アムシャ・ジユニ・フラウミルヒ?……俺のことか。


「我がフラウミルヒ公爵家の次男だ‼」


「そして、この子はハルワタート・ジユニ・フラウミルヒ、公爵家の次女‼」


ゆっくりと視界がハッキリとしてきた。


僕を抱いていたのは金髪、碧眼の20代後半のおっさんで……妹?を抱いてるのは空色の髪のすごくきれいな女の人でした。


「アムシャとハルワタートですね。
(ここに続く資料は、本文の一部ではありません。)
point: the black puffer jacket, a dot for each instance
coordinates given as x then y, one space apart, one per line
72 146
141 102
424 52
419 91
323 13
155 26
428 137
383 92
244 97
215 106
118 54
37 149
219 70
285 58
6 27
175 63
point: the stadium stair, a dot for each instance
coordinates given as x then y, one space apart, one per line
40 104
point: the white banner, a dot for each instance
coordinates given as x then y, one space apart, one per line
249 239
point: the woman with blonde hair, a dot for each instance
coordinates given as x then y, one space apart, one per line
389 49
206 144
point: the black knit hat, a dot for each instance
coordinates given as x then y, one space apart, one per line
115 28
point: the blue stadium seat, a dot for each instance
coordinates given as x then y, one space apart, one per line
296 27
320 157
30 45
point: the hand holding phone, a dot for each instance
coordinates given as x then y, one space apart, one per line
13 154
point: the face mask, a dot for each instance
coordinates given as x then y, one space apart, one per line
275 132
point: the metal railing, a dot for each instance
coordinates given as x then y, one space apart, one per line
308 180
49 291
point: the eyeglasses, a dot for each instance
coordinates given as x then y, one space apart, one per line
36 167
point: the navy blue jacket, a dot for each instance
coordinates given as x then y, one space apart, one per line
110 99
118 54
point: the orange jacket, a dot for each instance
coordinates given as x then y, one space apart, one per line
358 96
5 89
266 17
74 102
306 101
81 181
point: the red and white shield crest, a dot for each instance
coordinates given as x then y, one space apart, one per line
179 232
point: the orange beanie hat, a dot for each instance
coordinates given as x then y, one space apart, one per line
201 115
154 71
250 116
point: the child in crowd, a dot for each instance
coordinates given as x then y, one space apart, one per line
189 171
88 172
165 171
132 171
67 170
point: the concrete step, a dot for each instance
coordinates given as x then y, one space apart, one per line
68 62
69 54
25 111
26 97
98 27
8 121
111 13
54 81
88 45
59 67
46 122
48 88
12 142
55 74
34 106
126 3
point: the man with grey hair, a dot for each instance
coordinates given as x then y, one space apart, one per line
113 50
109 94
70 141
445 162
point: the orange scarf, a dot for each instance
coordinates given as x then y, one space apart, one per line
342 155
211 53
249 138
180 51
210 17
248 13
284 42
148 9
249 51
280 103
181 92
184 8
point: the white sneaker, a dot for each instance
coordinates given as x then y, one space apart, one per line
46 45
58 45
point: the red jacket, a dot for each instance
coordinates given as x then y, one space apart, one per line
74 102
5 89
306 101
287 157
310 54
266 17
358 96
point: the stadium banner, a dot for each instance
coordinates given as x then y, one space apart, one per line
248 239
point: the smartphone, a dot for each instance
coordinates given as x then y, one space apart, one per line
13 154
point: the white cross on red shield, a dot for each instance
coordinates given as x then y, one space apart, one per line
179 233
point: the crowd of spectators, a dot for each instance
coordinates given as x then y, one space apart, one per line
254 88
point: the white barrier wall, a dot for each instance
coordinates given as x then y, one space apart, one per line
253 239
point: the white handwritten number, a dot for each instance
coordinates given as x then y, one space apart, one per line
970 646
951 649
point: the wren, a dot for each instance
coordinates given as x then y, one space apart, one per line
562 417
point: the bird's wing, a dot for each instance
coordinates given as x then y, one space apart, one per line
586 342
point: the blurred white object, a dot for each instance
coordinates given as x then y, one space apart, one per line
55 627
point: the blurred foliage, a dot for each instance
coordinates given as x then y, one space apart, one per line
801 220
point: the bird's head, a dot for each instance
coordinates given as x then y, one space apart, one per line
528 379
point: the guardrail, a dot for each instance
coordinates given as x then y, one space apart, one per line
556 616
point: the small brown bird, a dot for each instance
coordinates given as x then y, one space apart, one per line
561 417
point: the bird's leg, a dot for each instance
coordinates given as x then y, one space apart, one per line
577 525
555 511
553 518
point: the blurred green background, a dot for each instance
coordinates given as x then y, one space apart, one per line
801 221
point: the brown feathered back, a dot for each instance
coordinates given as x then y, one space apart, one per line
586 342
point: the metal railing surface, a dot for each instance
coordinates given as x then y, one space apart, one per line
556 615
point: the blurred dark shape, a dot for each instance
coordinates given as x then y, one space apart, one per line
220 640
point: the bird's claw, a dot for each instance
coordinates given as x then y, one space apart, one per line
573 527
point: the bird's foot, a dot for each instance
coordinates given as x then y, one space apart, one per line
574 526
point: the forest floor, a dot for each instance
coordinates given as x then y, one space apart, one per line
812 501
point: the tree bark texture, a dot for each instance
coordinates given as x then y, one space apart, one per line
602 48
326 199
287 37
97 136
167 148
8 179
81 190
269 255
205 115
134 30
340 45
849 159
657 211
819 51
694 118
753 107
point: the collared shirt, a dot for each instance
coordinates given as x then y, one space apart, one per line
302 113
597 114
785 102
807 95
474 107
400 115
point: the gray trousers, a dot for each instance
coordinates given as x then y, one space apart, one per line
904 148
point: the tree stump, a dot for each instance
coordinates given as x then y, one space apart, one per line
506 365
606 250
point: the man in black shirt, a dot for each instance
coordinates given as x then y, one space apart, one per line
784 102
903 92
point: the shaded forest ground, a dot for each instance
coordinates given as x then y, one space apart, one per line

かわいい名前」


恐る恐るのぞき込んできたのは2歳くらいの女の子その後ろに3歳くらいの男の子

おそらく姉と兄だろう、二人共恐ろしく綺麗な顔をしている。


こうして僕はこの世界に公爵家の次男として転生したようです。


妹はひょっとしてあの子かなと考えながら眠りにつくのだった。





目が覚めて思った前世の記憶がある、話せないけど理解はできる。


寝て食べて泣くだけの赤ちゃんにできることを考えた。


何もしないはない。

周りを見て思った。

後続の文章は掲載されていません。